Over 80 years ago, a crowd gathered on a humid August day to participate in an unparalleled event for its time. Hundreds of thousands of spectators, police officers, and soldiers gathered for an event so spectacular, it almost seemed to come out of a fairy tale. The athletes from six continents and 49 nations were represented, wearing clothing with their flag or waving their flag for the crowd to see. However the most obvious flag was the Swastika. And while most of the athletes were present, the main attraction that day was not the athletes who would compete for medals, but the one who would preside over them, Adolf Hitler.
At 3:18 p.m. Hitler left the chancellery in central Berlin, standing upright in his Mercedes limousine, his right arm lifted he saluted tens of thousands of Hitler Youth, storm troopers, and helmeted military guards lined his route. Hundreds of thousands of ordinary German citizens had massed along the way, leaning from windows and waving flags or standing twelve or more deep along the street, again using periscopes to get a glimpse of fuhrer. They extended their right arms in the Nazi salute, their faces upturned, ecstatic, screaming in pulsing waves as he rode by, “Heil! Heil!
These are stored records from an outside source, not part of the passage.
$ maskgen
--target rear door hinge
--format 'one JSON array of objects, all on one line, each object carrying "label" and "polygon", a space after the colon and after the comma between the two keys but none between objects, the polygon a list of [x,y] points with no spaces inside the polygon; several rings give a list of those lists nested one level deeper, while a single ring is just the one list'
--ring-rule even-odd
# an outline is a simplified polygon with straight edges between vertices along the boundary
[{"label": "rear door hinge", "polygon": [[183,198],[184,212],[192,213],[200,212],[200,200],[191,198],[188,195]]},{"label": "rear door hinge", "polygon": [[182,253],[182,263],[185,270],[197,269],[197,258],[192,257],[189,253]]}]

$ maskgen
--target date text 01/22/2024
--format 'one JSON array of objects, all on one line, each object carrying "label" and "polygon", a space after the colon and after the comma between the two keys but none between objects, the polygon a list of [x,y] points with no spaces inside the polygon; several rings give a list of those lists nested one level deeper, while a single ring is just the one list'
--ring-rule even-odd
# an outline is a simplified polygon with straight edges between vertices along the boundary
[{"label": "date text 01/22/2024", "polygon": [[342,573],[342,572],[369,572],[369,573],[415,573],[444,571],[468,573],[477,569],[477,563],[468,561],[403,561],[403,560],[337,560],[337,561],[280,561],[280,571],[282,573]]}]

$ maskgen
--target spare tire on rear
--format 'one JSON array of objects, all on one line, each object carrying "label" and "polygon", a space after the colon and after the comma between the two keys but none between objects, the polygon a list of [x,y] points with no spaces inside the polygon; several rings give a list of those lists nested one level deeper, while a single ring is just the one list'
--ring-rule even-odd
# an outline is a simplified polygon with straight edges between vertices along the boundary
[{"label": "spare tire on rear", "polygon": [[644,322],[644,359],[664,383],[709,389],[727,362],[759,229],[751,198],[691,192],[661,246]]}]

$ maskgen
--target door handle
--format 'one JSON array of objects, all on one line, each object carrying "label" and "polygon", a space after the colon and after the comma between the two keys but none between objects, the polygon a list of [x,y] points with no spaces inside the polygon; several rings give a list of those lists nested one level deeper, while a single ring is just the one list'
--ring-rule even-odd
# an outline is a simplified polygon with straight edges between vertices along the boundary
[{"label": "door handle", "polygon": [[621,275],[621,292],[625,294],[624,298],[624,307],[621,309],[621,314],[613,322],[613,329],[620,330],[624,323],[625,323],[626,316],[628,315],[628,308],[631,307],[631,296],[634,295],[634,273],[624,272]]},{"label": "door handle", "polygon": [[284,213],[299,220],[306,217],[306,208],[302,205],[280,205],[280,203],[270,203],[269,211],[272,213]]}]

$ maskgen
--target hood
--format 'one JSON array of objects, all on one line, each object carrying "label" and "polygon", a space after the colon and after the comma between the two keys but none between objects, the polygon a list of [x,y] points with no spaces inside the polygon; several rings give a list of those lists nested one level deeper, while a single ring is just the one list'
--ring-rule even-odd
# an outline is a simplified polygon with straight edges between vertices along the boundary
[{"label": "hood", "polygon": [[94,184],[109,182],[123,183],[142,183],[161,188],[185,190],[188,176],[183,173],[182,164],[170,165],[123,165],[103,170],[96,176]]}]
Heil!” At the Maifeld, where the U.S. Olympic team members stood, the athletes began to hear the distant sound of crowds cheering, the noise slowly swelling and growing nearer, then loudspeakers blaring, “He is coming! He is coming”. “He is coming! He is Coming!” All of this for one of the most evil men the world has known.
The day Jesus entered into Jerusalem, the world was not gathered to receive him, and Jesus wasn’t standing on a Mercedes, or even the ancient world’s equivalent, a chariot, but rather he came on a donkey. The entrance into Jerusalem was an acted parable. It gave the faithful the sign they had been waiting for. It inaugurated the Master’s final mission to his people and was a fitting prelude to the days of intense activity and emotion which were to follow. It focused the whole city’s attention on Jesus, so that wherever he went during that closing week, crowds followed him, and his name was on every tongue. He was the Lord’s anointed. He was riding to the throne which God had given him. He was ready for the last campaign.